Describe the solution you'd like One example is this code snippet:

        // check for address existence
        if !self.entry_exists(&creator_address) {
            return Err(ExecutionError::RuntimeError(format!(
                "could not create SC address {}: creator address {} does not exist",
                addr, creator_address
            )));
        }

        // check that we don't collide with existing address
        if self.entry_exists(&addr) {
            return Err(ExecutionError::RuntimeError(format!(
                "could not create SC address {}: target address already exists",
                addr
            )));
        }

could instead be written something like this:

let mut things = db.batched_multi_get_cf(..., (&creator_address, &addr), true).expect(...).iter();
// ...check the two results

Additional context Add any other context or screenshots about the feature request here.

Ben-PH commented 1 year ago

Here is an e.g. prototype I started

// TODO: Make this more in line with the rocks-db interface
//       Eg, have a HashMap<Address, 3-tuple>, options, etc...
pub struct BatchGetter<'a> {
    address: &'a Address,
    balance: bool,
    bytecode: bool,
    datastore: Option<Vec<u8>>,
}

impl<'a> BatchGetter<'a> {
    pub fn new(address: &'a Address, ty: LedgerSubEntry) -> Self {
        let res = Self {
            address,
            balance: Default::default(),
            bytecode: Default::default(),
            datastore: Default::default(),
        };
        res.with_sub_entry(ty)
    }

    pub fn with_sub_entry(mut self, ty: LedgerSubEntry) -> Self {
        match ty {
            LedgerSubEntry::Balance => self.balance = true,
            LedgerSubEntry::Bytecode => self.bytecode = true,
            LedgerSubEntry::Datastore(hash) => self.datastore = Some(hash),
        };
        self
    }
    pub fn with_balance(mut self) -> Self {
        self.balance = true;
        self
    }
    pub fn with_bytecode(mut self) -> Self {
        self.bytecode = true;
        self
    }
    pub fn with_datastore(mut self, hash: Vec<u8>) -> Self {
        self.datastore = Some(hash);
        self
    }
}
Ben-PH commented 1 year ago

@Eitu33 What are your thoughts?

Eitu33 commented 1 year ago

@Ben-PH Batching is nice but using RocksDB iterators would be better here.
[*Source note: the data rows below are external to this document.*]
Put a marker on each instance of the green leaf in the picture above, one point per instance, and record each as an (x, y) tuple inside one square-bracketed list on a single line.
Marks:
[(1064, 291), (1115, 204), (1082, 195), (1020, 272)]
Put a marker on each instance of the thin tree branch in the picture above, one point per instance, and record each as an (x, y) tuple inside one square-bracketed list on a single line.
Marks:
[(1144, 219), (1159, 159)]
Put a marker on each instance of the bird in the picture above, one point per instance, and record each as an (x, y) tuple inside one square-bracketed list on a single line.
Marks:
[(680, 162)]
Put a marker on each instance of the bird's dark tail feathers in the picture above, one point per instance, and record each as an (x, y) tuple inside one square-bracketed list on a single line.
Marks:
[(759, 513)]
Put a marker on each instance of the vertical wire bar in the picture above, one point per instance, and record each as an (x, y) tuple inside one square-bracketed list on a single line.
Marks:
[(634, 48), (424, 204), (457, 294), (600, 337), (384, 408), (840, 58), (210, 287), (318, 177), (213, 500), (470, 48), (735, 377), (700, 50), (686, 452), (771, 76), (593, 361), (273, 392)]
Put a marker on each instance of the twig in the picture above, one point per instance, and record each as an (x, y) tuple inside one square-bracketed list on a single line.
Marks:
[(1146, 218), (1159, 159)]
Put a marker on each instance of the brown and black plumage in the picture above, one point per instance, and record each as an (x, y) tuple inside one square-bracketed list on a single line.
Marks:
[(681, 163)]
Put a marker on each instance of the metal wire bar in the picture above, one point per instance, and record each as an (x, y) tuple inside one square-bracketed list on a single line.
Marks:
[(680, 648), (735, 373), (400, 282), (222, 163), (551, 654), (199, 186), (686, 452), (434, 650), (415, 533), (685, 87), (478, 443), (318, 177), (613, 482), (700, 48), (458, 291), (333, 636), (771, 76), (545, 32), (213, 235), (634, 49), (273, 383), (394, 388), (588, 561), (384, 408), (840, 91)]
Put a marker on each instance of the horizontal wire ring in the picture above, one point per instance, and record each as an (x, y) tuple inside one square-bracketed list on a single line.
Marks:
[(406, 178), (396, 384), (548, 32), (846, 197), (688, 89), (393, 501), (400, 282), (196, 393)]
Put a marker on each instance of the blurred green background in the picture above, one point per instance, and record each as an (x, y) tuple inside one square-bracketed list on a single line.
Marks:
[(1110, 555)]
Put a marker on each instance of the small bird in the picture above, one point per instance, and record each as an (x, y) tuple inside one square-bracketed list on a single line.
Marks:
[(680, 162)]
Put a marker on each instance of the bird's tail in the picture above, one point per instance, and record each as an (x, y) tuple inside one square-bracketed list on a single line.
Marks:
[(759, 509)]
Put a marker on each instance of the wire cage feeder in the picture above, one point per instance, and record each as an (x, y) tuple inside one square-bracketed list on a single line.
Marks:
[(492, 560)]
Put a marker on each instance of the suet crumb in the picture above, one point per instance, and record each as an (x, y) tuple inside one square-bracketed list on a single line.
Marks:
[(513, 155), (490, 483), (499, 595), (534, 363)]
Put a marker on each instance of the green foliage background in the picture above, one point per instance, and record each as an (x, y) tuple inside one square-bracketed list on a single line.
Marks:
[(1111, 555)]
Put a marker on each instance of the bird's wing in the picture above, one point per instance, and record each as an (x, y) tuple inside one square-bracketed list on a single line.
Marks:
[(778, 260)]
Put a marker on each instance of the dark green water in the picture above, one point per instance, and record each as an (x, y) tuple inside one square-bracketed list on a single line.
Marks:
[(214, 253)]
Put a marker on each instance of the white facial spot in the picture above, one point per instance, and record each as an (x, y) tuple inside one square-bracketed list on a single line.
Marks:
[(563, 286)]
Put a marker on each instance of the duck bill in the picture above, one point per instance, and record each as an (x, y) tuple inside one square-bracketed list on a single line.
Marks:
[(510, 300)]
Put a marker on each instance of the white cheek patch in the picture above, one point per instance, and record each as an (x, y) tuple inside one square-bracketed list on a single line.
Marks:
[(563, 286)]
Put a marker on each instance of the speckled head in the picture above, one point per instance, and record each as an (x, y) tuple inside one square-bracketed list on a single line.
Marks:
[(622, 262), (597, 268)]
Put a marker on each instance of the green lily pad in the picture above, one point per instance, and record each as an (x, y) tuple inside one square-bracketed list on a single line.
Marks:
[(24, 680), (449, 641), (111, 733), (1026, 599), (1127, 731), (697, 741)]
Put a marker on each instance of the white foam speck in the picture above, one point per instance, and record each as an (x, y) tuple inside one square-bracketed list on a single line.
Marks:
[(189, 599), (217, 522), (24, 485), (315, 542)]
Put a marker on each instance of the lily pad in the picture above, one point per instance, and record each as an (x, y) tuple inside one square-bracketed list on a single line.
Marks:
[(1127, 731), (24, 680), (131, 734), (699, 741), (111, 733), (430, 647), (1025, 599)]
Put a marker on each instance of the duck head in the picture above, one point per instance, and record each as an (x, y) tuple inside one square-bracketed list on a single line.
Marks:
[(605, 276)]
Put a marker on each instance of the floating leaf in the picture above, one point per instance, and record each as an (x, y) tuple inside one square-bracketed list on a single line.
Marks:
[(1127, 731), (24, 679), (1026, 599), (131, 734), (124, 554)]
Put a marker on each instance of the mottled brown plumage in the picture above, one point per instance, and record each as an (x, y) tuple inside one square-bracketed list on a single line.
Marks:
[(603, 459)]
If we take get_datastore_keys for example:

/// Get every key of the datastore for a given address.
///
/// # Returns
/// A `BTreeSet` of the datastore keys
pub fn get_datastore_keys(&self, addr: &Address) -> BTreeSet<Vec<u8>> {
    let handle = self.db.cf_handle(LEDGER_CF).expect(CF_ERROR);

    let mut opt = ReadOptions::default();
    opt.set_iterate_upper_bound(end_prefix(data_prefix!(addr)).unwrap());

    self.db
        .iterator_cf_opt(
            handle,
            opt,
            IteratorMode::From(data_prefix!(addr), Direction::Forward),
        )
        .flatten()
        .map(|(key, _)| key.split_at(ADDRESS_SIZE_BYTES + 1).1.to_vec())
        .collect()
}

This function creates an iterator over all the keys that start with the datastore prefix of the given address. A datastore key being addr + datastore_identifier_byte + key the datastore prefix is addr + datastore_identifier_byte. Balance and bytecode follow the same convention in a simpler way since they represent only one disk ledger entry, which results in their key being addr + balance_identifier_byte and addr + bytecode_identifier_byte + key.

What I would imagine is a function that retrieves all the sub entries of an address by creating an iterator with the range [addr..end_prefix(addr)].

Also something I noticed a while back is that RocksDB rust crate has the possibility to specify the range directly with set_iterate_range, which is better than what was made at the time (see code snippet above). After using this option we would just have to set the IteratorMode to Start since the instantiated iterator will only cover the address entry.